Outside Directors: Optimal Insurance for Changing Liability Exposures
Consistent with this recommendation to consider the scope of D & O coverage as part of an overall effort to protect corporate officials in the current changing exposure environment, in the latest issue of InSights (here), I take a closer look at the changing exposures of outside directors in particular, and I also review the critical insurance options available to provide outside directors with optimal insurance protection.

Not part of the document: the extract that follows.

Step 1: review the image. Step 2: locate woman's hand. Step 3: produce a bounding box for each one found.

Effective Governance: Sixteen Men on a Dead Man's Chest?: I suspect that many D & O Diary readers will be interested to know about the May 2, 2007 article by Peter Leeson of the West Virginia University Department of Economics, entitled "An-arrgh-chy: The Law and Economics of Pirate Organization" (here). The author's abstract describes the paper as follows:
This paper investigates the internal governance institutions of violent criminal enterprise by examining the law, economics, and organization of pirates. To effectively organize their banditry, pirates required mechanisms to prevent internal predation, minimize crew conflict, and maximize piratical profit. I argue that pirates devised two institutions for this purpose. First, I analyze the system of piratical checks and balances that crews used to constrain captain predation. Second, I examine how pirates used democratic constitutions to minimize conflict and create piratical law and order. Remarkably, pirates adopted both of these institutions before the United States or England. Pirate governance created sufficient order and cooperation to make pirates one of the most sophisticated and successful criminal organizations in history.Hat tip to the Ideoblog (here) for the link to the article.